Ann tries to get the boy, David, to tell where he comes from. She keeps reassuring him that it's O.K. to be poor or to live in a poor apartment. The boy plays along, after first telling her that he lives on Park Avenue, and the two spend much of the show going around tenements looking for his father, a J.J. Johnson. David tries to tell her everything he thinks she expects to hear, including the notion that he lives with rats, has 13 brothers and sisters and that his father beats him regularly. She, of course, believes all of his lies even though to us viewers it seems obvious that he is lying. Ann is quite surprised to learn at the end that the boy's father is wealthy, they live on Park Avenue, and there are no siblings.

Knowing real black people when I was a kid, I remember thinking this was a dumb episode when I saw it then. The way Ann just expected him to be terribly poor and have a father that beats him, and 13 siblings, just reeks of stereotypes. After viewing this again in 2015, this episode sinks even lower.

In Ann Marie's New York City of the late 1960s, there are incredibly few black people. This rare episode featuring one, seems to do more to perpetrate stereotypes than to try to get us away from them. Why did the shopkeeper smirk when the boy said his mother was in the store? If his store had, say, a few black female shoppers, he would have had no reason to be so sure he was lying. Now he was lying, but the clerk seemed sure because he knew his store had no reasonable candidates that might have been his mother. It would appear blacks didn't shop in his store.
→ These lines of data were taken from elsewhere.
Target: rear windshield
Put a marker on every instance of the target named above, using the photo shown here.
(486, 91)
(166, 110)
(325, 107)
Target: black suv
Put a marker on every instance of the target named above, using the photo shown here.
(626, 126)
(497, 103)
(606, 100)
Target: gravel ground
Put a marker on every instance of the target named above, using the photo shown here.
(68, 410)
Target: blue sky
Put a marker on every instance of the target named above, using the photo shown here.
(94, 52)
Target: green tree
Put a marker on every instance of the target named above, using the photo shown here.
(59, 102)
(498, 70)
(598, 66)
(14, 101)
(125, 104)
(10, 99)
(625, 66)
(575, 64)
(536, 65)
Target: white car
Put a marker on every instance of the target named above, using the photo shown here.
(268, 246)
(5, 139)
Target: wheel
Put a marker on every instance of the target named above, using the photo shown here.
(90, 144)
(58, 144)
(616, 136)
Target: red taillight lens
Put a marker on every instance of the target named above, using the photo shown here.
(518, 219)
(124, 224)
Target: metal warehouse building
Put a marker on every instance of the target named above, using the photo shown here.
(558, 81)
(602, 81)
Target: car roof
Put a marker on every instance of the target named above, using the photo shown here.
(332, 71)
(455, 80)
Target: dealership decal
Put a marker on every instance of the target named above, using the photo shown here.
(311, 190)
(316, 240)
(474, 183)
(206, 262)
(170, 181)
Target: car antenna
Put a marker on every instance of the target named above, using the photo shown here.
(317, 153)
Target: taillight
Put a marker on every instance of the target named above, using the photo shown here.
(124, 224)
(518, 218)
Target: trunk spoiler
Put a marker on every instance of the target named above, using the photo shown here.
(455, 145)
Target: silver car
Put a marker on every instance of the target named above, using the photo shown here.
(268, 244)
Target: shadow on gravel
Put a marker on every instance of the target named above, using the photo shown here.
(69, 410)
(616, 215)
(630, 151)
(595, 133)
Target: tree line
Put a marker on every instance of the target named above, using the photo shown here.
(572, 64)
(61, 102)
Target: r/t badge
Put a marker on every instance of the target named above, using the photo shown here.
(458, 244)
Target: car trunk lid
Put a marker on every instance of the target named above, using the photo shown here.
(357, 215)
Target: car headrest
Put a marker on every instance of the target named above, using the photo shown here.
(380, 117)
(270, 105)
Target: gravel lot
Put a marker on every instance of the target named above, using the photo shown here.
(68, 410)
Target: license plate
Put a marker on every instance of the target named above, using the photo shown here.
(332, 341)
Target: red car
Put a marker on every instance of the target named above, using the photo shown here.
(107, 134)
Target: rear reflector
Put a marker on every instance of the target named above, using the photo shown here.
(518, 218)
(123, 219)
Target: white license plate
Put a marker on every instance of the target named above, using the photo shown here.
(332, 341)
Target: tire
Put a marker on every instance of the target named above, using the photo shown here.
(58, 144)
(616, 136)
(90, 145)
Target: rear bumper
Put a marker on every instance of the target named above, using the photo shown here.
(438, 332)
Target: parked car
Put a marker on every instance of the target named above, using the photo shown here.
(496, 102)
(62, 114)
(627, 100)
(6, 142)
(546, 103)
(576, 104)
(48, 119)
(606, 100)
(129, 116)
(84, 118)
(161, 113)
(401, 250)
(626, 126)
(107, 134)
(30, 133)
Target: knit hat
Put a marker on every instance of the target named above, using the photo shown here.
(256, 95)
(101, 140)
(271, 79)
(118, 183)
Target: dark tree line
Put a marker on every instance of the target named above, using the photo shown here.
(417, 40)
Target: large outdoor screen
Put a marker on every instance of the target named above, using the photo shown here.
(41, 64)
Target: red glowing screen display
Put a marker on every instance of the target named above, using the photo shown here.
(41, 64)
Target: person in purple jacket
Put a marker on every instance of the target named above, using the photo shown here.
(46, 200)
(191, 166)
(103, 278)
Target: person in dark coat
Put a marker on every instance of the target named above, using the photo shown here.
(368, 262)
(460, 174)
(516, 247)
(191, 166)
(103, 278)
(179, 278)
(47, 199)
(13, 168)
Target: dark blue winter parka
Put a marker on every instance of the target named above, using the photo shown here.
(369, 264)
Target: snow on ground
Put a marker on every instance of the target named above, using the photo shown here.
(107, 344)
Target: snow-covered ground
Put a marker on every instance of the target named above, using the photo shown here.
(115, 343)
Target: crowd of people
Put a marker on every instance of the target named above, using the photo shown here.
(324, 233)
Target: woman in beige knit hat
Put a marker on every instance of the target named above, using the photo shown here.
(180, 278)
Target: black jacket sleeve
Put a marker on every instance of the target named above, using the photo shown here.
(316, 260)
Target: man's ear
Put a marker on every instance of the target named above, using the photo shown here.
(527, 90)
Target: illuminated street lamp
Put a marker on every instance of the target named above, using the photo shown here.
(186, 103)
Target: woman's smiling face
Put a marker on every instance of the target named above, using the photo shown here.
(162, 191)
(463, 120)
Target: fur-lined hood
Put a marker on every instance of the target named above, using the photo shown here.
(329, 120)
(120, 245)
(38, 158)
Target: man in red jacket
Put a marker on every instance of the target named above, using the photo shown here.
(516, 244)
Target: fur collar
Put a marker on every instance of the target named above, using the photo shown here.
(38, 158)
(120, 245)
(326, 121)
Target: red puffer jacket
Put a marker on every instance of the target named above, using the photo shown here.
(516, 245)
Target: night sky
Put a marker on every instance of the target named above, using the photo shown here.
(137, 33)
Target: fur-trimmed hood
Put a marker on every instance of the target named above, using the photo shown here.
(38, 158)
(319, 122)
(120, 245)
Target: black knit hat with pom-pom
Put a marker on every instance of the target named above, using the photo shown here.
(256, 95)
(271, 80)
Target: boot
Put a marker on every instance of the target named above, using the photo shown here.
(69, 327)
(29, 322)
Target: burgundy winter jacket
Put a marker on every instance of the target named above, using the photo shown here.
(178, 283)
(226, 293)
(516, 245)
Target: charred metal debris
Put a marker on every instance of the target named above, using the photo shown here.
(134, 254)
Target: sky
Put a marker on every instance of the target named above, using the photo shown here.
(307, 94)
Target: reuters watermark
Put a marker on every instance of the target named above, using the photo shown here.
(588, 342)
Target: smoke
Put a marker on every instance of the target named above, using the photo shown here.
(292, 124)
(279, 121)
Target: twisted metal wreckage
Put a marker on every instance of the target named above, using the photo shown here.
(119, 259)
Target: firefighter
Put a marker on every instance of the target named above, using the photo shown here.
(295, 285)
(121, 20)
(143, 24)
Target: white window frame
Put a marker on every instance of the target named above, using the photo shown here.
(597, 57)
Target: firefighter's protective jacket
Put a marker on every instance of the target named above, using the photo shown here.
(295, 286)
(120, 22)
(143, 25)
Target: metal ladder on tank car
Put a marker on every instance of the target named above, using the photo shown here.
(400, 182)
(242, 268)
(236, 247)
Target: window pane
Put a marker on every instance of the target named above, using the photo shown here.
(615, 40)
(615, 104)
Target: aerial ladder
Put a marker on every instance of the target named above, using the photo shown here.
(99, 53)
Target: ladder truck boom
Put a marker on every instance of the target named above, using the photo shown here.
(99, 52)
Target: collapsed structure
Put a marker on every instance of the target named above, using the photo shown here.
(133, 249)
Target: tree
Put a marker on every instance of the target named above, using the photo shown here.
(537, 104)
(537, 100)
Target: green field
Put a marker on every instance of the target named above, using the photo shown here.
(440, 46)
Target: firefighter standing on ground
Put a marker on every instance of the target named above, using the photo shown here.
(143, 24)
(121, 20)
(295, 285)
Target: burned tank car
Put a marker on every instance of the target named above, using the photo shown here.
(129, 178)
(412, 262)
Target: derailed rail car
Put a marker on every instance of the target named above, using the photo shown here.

Let's look at David himself. Educated kid, but quicker than the Beaver to tell whatever lies he could to anyone around him, particularly to this stranger who befriended him. And, of course, he knew all the stereotypes associated with blacks so he knew what lies to tell Ann. There was even a scene with a black apartment manager where the woman seemed totally unconcerned about this boy who seemed lost from his home when Ann was trying to help him. She too accepted the 13 sibling story without question. The 2 I rated this might be generous.